Lacey City Council approves camping ban ordinance
Lacey City Council unanimously approved a camping ban ordinance on Thursday, giving the city a tool to stop people from setting up camp or parking their RVs on public property.
The council tried to pass the ordinance two years ago, but tabled the proposal amid public concern.
About 50 people attended Thursday night’s meeting. The council typically doesn’t allow public comment on items already on the agenda, but Mayor Andy Ryder took questions from the audience and several people addressed the council.
Some spoke out against the ordinance, but many were confused by it, saying it was unclear. Ryder called it a “first step.”
The approved ordinance makes it “unlawful for any person to store personal property, including camp facilities (tents, vehicles) and camp paraphernalia” in any park, street or “any publicly owned parking lot or publicly owned area, improved or unimproved.”
Violating the ordinance would be a misdemeanor punishable by a fine of not more than $1,000 or by imprisonment not to exceed 90 days, or both, according to the ordinance.
However, if police determine the person living out of the tent or RV is homeless and has no where else to go, the officer will determine if adequate shelter space is available. If shelters are full, a citation will not be issued.
If shelter space is available, the officer, at his or her discretion, will provide directions to the shelter or transportation to the shelter.
The ordinance was touted as a way for police to engage with those camping on public property. Lacey Police Chief Ken Semko said now, if a person refuses to talk to police, officers have no choice but to walk away.
“This ordinance will give us the legal authority to speak to them,” Semko said.
The ordinance is legal within the context of a recent federal court ruling involving the city of Boise that found that cities can’t prosecute people for sleeping on streets if they have nowhere else to go, according to city attorney Dave Schneider.
He emphasized that officers are prohibited from enforcement if shelters are full.
“We do believe that this ordinance is in accordance with current law, including the Boise decision,” councilman Lenny Greenstein said.
Lacey does not have any shelters, but the city does help fund shelters in Olympia, including giving $50,000 to help add beds at the Salvation Army in Olympia.

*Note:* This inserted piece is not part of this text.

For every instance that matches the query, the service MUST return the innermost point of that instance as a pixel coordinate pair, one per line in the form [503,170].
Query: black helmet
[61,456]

Meanwhile, the Lacey Planning Commission has been working on proposed changes to city code that would allow more than just faith-based organizations to host sanctioned homeless camps. And the city is working with Thurston County on a proposed regional homeless mitigation site at Martin Way and Carpenter Road.
Ryder acknowledged Thursday’s discussion had a “cart-before-the-horse” feel, but he said the city needed to start somewhere.
“We are working on it, but we’re not quite there yet,” he said.
Among the many questions raised during Thursday’s discussion: If someone is living in an RV and directed by police to a shelter, what happens to the RV? Schneider said the “ordinance did not contemplate that exact scenario,” but it could be amended in the future.
Councilwoman Carolyn Cox, who testified against the ordinance two years ago, voted for it this time.
“I’m in deep sympathy with those living on the street and the people trying to help them. I also understand that unsanctioned camping in parks and streets and City Hall presents a public health threat,” Cox said in prepared remarks.
“After much thought, research and conversations with staff and community members, I have decided to vote yes on the camping ordinance. I have faith in our police department and staff to take a compassionate approach while keeping the unhoused and the housed alike safe.”